Posts Tagged ‘tipos de memoria’

Funcionamiento de la memoria

Se distinguen básicamente dos tipos de memoria:

  • Memoria a corto plazo
  • Memoria a largo plazo

Memoria a corto plazo

Cuando recibimos una información ésta se almacena automáticamente en nuestra memoria a corto plazo donde puede mantenerse unos segundos. Si no se le presta atención al cabo de unos 30 segundos se pierde.

La memoria a corto plazo tiene una capacidad muy limitada, tanto en volumen de almacenamiento como en tiempo de permanencia.La información se puede mantener en la memoria a corto plazo mediante la repetición. Por ejemplo, cuando nos dicen un número de teléfono y lo vamos repitiendo hasta encontrar un papel donde apuntarlo.

Si uno presta atención a esta información y la elabora (analiza, comprende, relaciona con otras ideas) puede pasar de la memoria a corto plazo a la memoria a largo plazo.

Memoria a largo plazo

La memoria a largo plazo es prácticamente ilimitada tanto en capacidad como en duración. El proceso de memorización implica tres fases:

  1. Registrar
  2. Retener
  3. Recuperar

Mientras mejor registremos la información, más fácil nos resultará su memorización, la retendremos por más tiempo y la recuperaremos mejor cuando la necesitemos.

Es fundamental trabajar bien la información: ser conscientes de lo que estamos haciendo, prestar la máxima atención, evitar interferencias (otras informaciones que estamos recibiendo al mismo tiempo, por ejemplo ruidos del ambiente, imágenes, sensaciones corporales, etc.) que distraen nuestra atención.

Registrar

En la fase de registro influyen diversos factores:

  • Atención: La atención permite seleccionar unos estímulos e ignorar otros.

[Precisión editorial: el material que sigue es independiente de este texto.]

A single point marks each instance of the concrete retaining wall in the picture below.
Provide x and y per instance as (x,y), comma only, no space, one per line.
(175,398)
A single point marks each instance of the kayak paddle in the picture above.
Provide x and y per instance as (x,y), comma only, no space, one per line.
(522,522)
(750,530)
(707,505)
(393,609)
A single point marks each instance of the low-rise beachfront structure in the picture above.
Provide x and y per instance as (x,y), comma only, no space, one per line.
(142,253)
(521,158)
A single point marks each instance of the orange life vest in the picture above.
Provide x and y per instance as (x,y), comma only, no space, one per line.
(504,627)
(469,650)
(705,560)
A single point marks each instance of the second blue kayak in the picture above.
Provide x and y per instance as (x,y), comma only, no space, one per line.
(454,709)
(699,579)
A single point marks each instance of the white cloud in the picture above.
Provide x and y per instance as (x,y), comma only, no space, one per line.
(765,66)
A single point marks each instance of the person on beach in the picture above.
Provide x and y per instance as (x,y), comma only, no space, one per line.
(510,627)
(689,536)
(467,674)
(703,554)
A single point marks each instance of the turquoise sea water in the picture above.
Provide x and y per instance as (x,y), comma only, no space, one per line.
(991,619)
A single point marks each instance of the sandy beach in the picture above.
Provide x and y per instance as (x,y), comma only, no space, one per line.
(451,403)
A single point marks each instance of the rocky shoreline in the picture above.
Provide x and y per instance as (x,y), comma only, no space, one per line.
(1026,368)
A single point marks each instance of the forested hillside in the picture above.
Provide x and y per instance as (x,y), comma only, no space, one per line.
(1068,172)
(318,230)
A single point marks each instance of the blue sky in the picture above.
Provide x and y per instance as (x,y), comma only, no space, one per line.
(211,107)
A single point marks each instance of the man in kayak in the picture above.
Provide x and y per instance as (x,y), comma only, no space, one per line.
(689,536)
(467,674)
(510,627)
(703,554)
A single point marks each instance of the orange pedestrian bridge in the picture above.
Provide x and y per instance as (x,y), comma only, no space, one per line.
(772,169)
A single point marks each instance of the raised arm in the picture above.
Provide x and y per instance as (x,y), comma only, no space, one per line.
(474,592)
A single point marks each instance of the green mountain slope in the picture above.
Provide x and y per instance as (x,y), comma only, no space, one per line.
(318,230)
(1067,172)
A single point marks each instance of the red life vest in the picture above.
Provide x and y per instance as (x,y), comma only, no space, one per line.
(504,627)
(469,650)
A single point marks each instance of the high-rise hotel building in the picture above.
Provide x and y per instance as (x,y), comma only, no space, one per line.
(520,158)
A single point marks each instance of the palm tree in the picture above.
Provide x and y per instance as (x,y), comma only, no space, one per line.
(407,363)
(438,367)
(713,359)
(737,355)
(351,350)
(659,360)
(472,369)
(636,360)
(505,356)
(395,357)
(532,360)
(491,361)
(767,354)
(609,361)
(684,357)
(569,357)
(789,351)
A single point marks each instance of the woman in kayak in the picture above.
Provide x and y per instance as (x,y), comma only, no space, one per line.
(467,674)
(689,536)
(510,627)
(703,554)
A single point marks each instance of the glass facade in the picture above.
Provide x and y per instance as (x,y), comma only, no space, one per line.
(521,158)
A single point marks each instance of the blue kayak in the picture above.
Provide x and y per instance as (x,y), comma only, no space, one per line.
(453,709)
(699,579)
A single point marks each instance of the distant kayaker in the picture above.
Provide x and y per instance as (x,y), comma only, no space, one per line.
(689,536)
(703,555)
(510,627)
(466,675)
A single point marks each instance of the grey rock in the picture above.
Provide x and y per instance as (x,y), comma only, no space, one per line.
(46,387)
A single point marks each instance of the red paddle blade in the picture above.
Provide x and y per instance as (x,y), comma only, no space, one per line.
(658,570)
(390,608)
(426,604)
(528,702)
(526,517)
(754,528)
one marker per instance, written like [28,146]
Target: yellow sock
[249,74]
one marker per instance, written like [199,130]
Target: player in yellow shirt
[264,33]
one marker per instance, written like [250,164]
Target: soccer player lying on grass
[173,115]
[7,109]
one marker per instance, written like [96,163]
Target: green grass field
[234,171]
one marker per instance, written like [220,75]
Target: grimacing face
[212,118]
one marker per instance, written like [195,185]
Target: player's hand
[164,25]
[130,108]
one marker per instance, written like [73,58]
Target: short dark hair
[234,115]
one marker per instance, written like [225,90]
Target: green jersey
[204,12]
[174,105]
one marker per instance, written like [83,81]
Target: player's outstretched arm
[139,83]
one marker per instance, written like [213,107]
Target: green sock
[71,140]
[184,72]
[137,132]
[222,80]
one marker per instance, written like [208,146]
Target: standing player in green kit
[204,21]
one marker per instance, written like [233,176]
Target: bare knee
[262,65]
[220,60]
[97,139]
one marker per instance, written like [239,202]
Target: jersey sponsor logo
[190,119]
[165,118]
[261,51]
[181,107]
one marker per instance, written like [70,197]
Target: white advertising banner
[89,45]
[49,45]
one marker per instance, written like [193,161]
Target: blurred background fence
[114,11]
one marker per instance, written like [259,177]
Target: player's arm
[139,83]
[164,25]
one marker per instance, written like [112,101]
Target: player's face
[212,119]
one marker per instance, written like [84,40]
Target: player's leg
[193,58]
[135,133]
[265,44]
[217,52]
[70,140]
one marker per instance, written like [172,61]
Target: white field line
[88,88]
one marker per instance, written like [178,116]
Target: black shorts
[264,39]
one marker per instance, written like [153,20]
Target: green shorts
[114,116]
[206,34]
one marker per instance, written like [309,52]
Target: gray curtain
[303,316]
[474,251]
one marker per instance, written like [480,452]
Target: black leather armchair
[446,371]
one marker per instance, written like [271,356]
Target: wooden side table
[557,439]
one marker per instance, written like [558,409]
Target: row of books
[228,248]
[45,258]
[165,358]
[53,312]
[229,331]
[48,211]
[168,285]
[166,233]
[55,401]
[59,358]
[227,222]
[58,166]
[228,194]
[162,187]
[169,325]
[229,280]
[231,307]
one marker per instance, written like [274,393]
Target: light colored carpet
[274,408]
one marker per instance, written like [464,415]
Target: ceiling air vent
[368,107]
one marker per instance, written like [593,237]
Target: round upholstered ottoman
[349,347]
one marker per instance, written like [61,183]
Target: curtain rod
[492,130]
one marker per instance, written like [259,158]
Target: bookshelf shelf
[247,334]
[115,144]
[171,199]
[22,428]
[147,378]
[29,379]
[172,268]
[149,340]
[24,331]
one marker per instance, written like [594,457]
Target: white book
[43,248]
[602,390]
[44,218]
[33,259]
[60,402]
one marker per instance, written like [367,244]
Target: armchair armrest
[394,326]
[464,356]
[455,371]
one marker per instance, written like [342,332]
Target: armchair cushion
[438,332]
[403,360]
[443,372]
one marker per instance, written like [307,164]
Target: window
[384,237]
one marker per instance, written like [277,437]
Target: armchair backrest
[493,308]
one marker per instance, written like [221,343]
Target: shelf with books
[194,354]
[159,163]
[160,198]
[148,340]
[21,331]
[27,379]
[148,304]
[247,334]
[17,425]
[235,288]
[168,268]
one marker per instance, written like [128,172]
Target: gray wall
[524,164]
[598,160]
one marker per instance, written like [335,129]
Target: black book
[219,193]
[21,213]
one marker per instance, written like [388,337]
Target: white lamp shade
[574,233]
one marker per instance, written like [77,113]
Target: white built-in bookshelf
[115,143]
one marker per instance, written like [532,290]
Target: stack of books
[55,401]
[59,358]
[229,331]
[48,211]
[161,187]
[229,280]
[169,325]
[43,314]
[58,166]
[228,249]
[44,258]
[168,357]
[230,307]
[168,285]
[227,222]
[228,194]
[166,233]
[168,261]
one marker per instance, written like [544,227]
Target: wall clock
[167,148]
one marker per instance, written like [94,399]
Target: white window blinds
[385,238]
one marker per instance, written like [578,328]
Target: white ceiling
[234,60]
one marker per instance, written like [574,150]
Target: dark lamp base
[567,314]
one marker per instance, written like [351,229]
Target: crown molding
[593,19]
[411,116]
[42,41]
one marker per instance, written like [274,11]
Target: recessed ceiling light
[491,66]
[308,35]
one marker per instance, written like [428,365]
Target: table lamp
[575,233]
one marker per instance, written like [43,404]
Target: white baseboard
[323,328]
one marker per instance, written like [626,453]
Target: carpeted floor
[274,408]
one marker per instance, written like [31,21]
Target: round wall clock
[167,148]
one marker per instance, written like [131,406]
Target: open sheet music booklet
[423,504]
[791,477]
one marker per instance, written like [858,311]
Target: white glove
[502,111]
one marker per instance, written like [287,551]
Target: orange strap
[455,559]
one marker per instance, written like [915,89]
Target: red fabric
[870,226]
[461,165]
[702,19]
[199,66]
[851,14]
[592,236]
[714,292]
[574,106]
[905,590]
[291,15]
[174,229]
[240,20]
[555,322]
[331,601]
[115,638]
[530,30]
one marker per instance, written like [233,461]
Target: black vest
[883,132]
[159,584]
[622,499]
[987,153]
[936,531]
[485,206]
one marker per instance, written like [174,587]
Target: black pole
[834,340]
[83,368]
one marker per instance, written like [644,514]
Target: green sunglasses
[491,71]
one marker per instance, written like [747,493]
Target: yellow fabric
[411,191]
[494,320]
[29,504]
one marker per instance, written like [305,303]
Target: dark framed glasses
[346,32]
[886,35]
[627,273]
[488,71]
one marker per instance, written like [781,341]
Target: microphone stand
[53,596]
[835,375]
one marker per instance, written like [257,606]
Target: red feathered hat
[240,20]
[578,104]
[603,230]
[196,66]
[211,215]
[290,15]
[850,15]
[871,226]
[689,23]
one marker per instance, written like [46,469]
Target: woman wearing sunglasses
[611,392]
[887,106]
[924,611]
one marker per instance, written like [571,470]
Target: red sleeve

Es fundamental tratar de reducir las posibles interferencias. Hay que estudiar en un lugar tranquilo, sin ruido, que facilite la concentración. El lugar ideal es la propia habitación, con la puerta cerrada y en silencio (sin música). La atención depende en gran medida de nuestro interés o motivación y del control de nuestras emociones (alegrías, preocupaciones, tristezas…). Las emociones pueden llegar a bloquear nuestra mente, distrayéndonos de lo que estamos realizando. Se puede ejercitar la atención, aprender a captar la información principal y los detalles relevantes, saber distinguir lo importante de lo accesorio. Ejemplos: leer atentamente un artículo y tratar de repetirlo mentalmente con el máximo detalle posible. Observar una foto y tratar de describirla.
  • Motivación: Resulta más fácil memorizar aquello que nos interesa. A un niño le resultará más fácil memorizar los nombres de los jugadores de su equipo que las capitales de los países europeos. Por ello el estudiante debe esforzarse y tratar de ilusionarse con sus asignaturas, buscarle su lado positivo. Si desde el principio uno decide que cierta asignatura no la soporte le va a resultar mucho más difícil su aprendizaje.
  • Significado: Antes de comenzar a memorizar es fundamental comprender la información, entenderla. Tratar de memorizar algo que no se entiende exige un esfuerzo enorme y como mucho se consigue su memorización imperfecta (con muchos errores) y a corto plazo (se pierde rápidamente). Por ejemplo, si hay que memorizar una definición es fundamental en primer lugar entenderla; sólo entonces se podrá memorizar correctamente.
  • La elaboración de la información facilita la memorización: Cuanto más se trabaje la lección que se pretende aprender más fácil resultará su memorización. La memorización literal (al pie de la letra) solo se debe realizar en casos muy concretos (por ejemplo, definiciones, fórmulas, leyes, etc.). Excluyendo estos supuestos, la memorización debe pretender el ser capaz de desarrollar con nuestras propias palabras el texto aprendido, y para ello es esencial haberlo entendido.
  • Organización: La información convenientemente organizada resulta más fácil de memorizar. Por ejemplo, es más fácil memorizar los meses el año en orden cronológico que salteados.Si se estudian los huesos del esqueleto es preferible seguir un orden: por ejemplo, empezar por los huesos de la cabeza e ir descendiendo. Cuando se estudian los ríos de España es más fácil seguir un recorrido: por ejemplo, empezar por los ríos que desembocan por el norte, descender por el Atlántico y terminar por el Mediterráneo. La información bien organizada se puede almacenar y recordar con una gran exactitud. Por ejemplo, si en historia tenemos que estudiar la expansión del Imperio Romano deberemos seguir un orden cronológico, asociarla con los distintos emperadores, relacionarla con otros hechos históricos del momento (por ejemplo, nacimiento de Jesús).
  • Repetición:  Repetir la información que se está memorizando utilizando uno sus propias palabras. El esfuerzo que se realiza al tratar de recordar la información, sus distintas partes, las ideas principales y los detalles, y el intentar expresar esto con las propias palabras es precisamente lo que ayuda a la memorización. Es un ejercicio intenso, mucho más que leer un texto y tratar de repetirlo sin comprenderlo, pero mucho más provechoso. Hay que evitar una repetición mecánica (tipo “papagayo”).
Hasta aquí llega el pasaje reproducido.